[1][2][3][4] While the samples for her dissertation were provided by male colleagues who collected them in Antarctica for the Institute of Polar Studies (now Byrd Polar and Climate Research Center), Jones wanted to do her own field work in Antarctica and collect more bedrock samples and rock specimens herself in order to evaluate the salt content of a river flowing into Lake Vanda, one of the Dry Valley Lakes.
The Ohio State team with Jones at the head included geologist Eileen McSaveney, Kay Lindsay, an entomologist, and Terry Lee Tickhill, a chemistry undergraduate lacking a background in geology but skilled with machinery.
The women on the continent at that time were Jones and her team, New Zealand biologist Pamela Young, Jean Pearson, a reporter for the Detroit Free Press, and Christine Muller-Schwarze, an American researcher.

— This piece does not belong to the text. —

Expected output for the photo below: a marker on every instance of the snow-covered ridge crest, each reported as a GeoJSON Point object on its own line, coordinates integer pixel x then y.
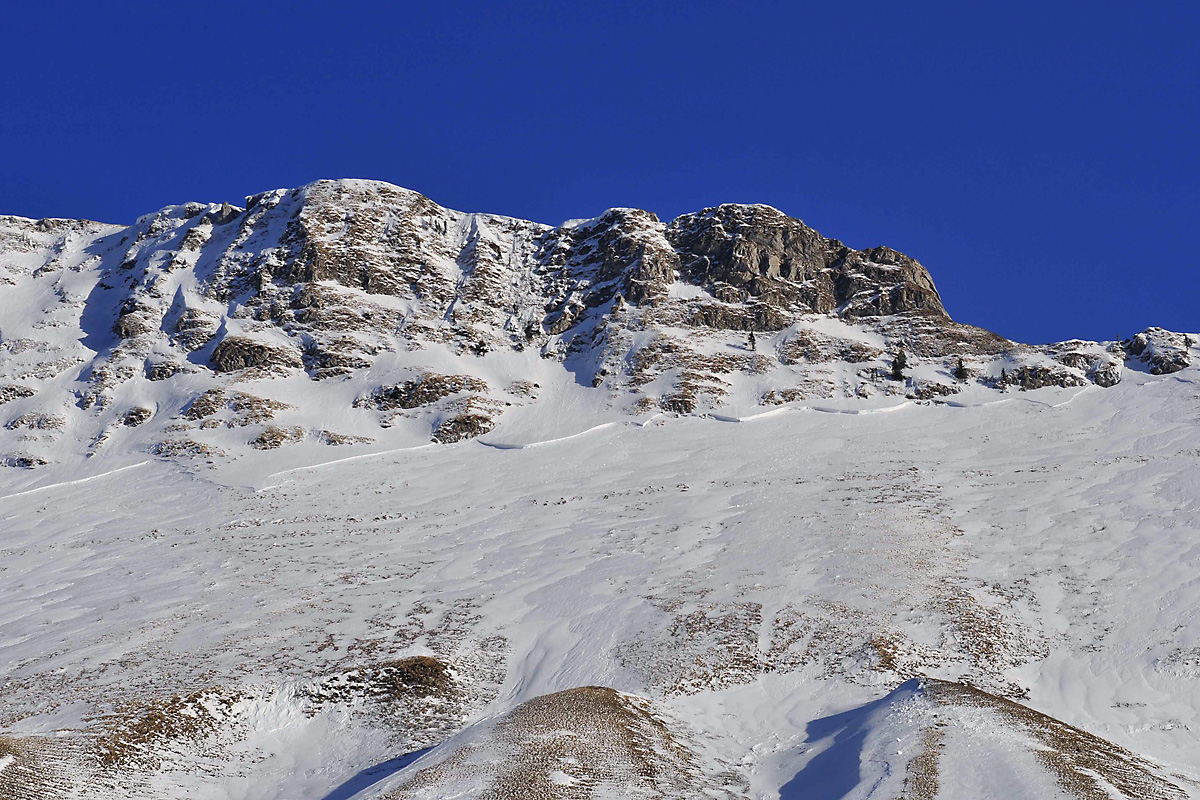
{"type": "Point", "coordinates": [364, 314]}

[8] After a successful season, Jones and her team returned to the Institute of Polar Studies, did analysis of the rock specimens they collected, and produced numerous publications on their findings.
[16] The Lois M. Jones Papers were donated by her estate to the Ohio State University Byrd Polar and Climate Research Center Archival Program.
This special collection includes 18,275 35 mm slides documenting Jones' research science with the Institute of Polar Studies and the all-women Antarctic scientific expedition she led in 1969.